The Obama administration’s actions contradict the president’s messages on the campaign trail, where he assured voters he would not use federal resources to go after medical marijuana in states that had legalized it.

Parents at Monday’s demonstration said that they weren’t concerned with dispensaries’ locations near parks and schools, and that they wished federal officials would focus their attention elsewhere.

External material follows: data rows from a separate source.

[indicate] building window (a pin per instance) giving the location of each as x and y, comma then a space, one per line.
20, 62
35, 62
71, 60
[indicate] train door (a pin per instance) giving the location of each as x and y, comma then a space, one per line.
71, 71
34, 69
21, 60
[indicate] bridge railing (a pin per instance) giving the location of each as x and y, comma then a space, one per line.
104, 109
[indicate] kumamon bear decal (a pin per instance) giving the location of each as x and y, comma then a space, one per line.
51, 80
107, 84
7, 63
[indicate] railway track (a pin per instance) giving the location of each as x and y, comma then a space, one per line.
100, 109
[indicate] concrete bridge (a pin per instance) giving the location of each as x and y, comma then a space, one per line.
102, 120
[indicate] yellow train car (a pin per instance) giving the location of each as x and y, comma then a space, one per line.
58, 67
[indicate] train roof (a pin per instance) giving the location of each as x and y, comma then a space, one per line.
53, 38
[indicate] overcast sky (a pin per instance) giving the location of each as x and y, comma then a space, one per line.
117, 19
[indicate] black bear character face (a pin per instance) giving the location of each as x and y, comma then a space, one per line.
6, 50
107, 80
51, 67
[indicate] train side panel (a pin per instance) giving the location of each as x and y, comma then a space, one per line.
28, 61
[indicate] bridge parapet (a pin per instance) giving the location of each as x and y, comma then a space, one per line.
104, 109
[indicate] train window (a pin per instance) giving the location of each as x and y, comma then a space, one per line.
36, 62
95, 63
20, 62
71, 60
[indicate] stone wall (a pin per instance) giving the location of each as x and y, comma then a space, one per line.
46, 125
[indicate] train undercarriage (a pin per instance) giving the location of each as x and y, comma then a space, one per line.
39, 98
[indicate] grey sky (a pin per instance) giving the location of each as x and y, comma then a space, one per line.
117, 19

“As a mother, I demand our Justice Department focus on child predators, gun violence, and human traffickers,” Dale Sky Jones, executive chancellor of Oaksterdam University, said in a statement. “The action by the U.S. attorneys is tragic for the victims and families of violent crime that do not have the full attention of law enforcement; tragic for schools and emergency services that depend on millions in tax dollars from medical cannabis.”

Oakland has been plagued by unprecedented gun violence in recent weeks.

Other protesters were quick to point to the medical benefits of cannabis.

Evelyn Hoch has been caring for her best friend, a victim of stomach cancer, for 23 years. For two decades, her pain medication “turned her into a zombie,” Hoch explained. Then she tried medical marijuana, and was able to cut down on other narcotics by 50 percent.

“She’s not a well person,” Hoch said. “But she’s so much better. She has a little bit of a life again.”

Hoch’s friend isn’t alone — Monday’s demonstration was joined by many activists suffering from terminal illnesses who claim medical marijuana is their best antidote.

“Don’t take away our medicine,” Oakland resident Randy Von Gogh, whose girlfriend uses cannabis to alleviate pain from a paralysis that left her wheelchair-bound, said. “Obama’s gotta go back to what he’s said before. This is all just politics.”

To see more images from the protest, follow the link at the top of the page to go to the Huffington Post article.

 

 

Stand together in spirit with Oakland!

“If the words “life, liberty and the pursuit of happiness” don’t include the right to experiment with your own consciousness, then the Declaration of Independence isn’t worth the hemp it was written on.”

Terence McKenna

 

Terence McKenna is a great inspiration to the author of this blog; if you’d like to learn more about his ideas, please check out this book!

“Marijuana! Heavens, oh yeah. It’s just the stupidest law possible, given history. You don’t stop people from doing what they want to do, so forget about making it unlawful. You’re just making criminals out of people who aren’t engaged in criminal activity. And we’re spending zillions of dollars trying to fight a war we can’t win! We could make zillions, just legalize it and tax it like we do liquor. It’s stupid.”

-Morgan Freeman, on the criminalization of Cannabis

 

When God tells you that Cannabis prohibition is stupid, what does that really tell you?